Forest City up the Potomac. 22nd. [9th month.]—It was near noon, yesterday,
when we turned in from sea between Cape Charles and Henry; and, running thence down across the mouth of Chesapeake Bay, alongside Old Point Comfort, dropped anchor off Fortress Monroe. The scene around us was one of beauty, though many of its adornments were the results and means of wrong. The sunshine was brighter, the verdure greener to our eyes weary of the sea, and the calm was milder and more grateful that we had so long tossed in the storm.
The anchor was soon drawn up again and the Forest City steamed up the James River toward Newport News, and turning to the left between the low, pine-grown banks, passed Norfolk to leave the New Hampshire detachment at Portsmouth.

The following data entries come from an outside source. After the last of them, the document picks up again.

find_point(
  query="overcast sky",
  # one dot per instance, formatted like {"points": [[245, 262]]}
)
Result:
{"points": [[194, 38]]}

Coming back to Fortress Monroe, some freight was landed; and in the calm clear light of the moon, we swung away from shore and dropping down the mouth of the river,
rounded Old Point, and, going up the Chesapeake, entered the Potomac in the night-time.
Off Shore, Alexandria. 23d.—Here we anchored last night after the main detachment was landed, and the Vermont and Massachusetts men remained on board another night. We hear we are to go right to the field, where active operations are going on. This seems hard. We have not till now given up the hope that we were not to go out into Virginia with the rest of the men, but were to be kept here at Washington. Fierce, indeed, are our trials. I am not discouraged entirely; but I am weak from want of food which I can eat, and from sickness. I do not know how I am going to live in such way, or get to the front.
P.S. We have just landed; and I had the liberty to buy a pie of a woman hawking such things, that has strengthened me wonderfully.
Camp near Culpeper. 25th.—My
distress is too great for words; but I must overcome my disinclination to write, or this record will remain unfinished. So, with aching head and heart, I proceed.
Yesterday morning we were roused early for breakfast and for preparation for starting. After marching out of the barracks, we were first taken to the armory, where each man received a gun and its equipments and a piece of tent. We stood in line, waiting for our turn with apprehensions of coming trouble. Though we had felt free to keep with those among whom we had been placed, we could not consent to carry a gun, even though we did not intend to use it; and, from our previous experience, we knew it would go harder with us, if we took the first step in the wrong direction, though it might seem an unimportant one, and an easy and not very wrong way to avoid difficulty. So we felt decided we must decline receiving the guns.